Mr MacLean, a trustee of the Allied Trust, which owns ADPL, wrote: “We have made several requests, over the course of nearly two years, directly to Mr Johnston, to return our client file in full.
“Most unfortunately, not withstanding our plethora of requests, Mr Johnston has, to date, refused to release our client file.”
Mr MacLean claimed the refusal to release the file was “improper, unreasonable and amounts to negligence which is causing damage to ADPL by preventing ADPL from advancing claims available to it in law”. He added: “Further, Mr Johnston's conduct brings the profession of barrister into disrepute and prejudices the administration of justice.”
Mr Johnston now works as counsel for Smith Bean & Co law firm. The complaint states that firm principal Simone Smith-Bean told ADPL her company did not hold the file and that Mr MacLean should liaise directly with Mr Johnston.
Mr MacLean alleged that during a phone call in July last year, Mr Johnston said he would release the file only if he was paid fees he was owed by Par-la-Ville Hotel & Residences Ltd.
Mr MacLean was president of Par-la-Ville Hotel & Residences when the company went into liquidation in 2015.
He faced criminal charges, along with his wife, Yasmin, former Hamilton mayor Graeme Outerbridge and City Hall secretary Ed Benevides, over the failed hotel development on Hamilton's Par-la-Ville car park. The charges against all four were dropped last year because of lack of evidence.
Mr MacLean said in his complaint to the Bar Council: “We believe it noteworthy that liquidators have been appointed for PLV and, in any event, that entity has nothing to do with ADPL's instruction of Mr Johnston …
“All claims with respect to PLV should have been forwarded to the [joint liquidators] as they now, as a matter of law, have care and control of that entity and are dealing with claims made by legitimate creditors.”
He said it was his belief that neither Mr Johnston, nor J2 Chambers, had made a claim as a creditor of PLV.
“In any event, these matters are wholly irrelevant to the ADPL's requests for release of our client file,” he added.
The earlier complaint against Mr Johnston went before a tribunal in 2017.
Such hearings are usually held in private, but the lawyer chose to have it heard in public.
He was accused by the corporation, a former client, of withholding case files after he was replaced as counsel in a constitutional dispute between City Hall and the Ministry of Home Affairs.
The complaint was upheld by the disciplinary tribunal. Mr Johnston was not fined or suspended and there were no costs awarded, but the matter was published on the Bermuda Bar Association website.
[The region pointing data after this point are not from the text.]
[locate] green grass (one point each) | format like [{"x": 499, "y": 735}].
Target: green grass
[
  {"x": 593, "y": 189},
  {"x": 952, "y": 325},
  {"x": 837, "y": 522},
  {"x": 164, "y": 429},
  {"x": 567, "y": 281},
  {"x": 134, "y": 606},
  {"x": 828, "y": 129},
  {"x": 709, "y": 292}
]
The Bar Council would not confirm this week that a fresh complaint had been made or that the professional conduct committee had decided to lay charges.
A spokeswoman said: “There is a code of conduct that all barristers and attorneys admitted to the Bermuda Bar are expected to abide by.
“In the event that they do not abide by it, the Professional Conduct Committee investigates and, where appropriate, prosecutes any who fail to meet standards required.
“Under the current regulations, matters of professional conduct against members of the Bermuda Bar must remain private ... until such a time that the Registrar of the Supreme Court publishes an order following a tribunal or where an accused attorney requests that their matter be heard in public.”
Eron Hill, a trustee of the Allied Trust, said yesterday that Mr Johnston still held the client file.
Mr Johnston did not respond to several requests for comment.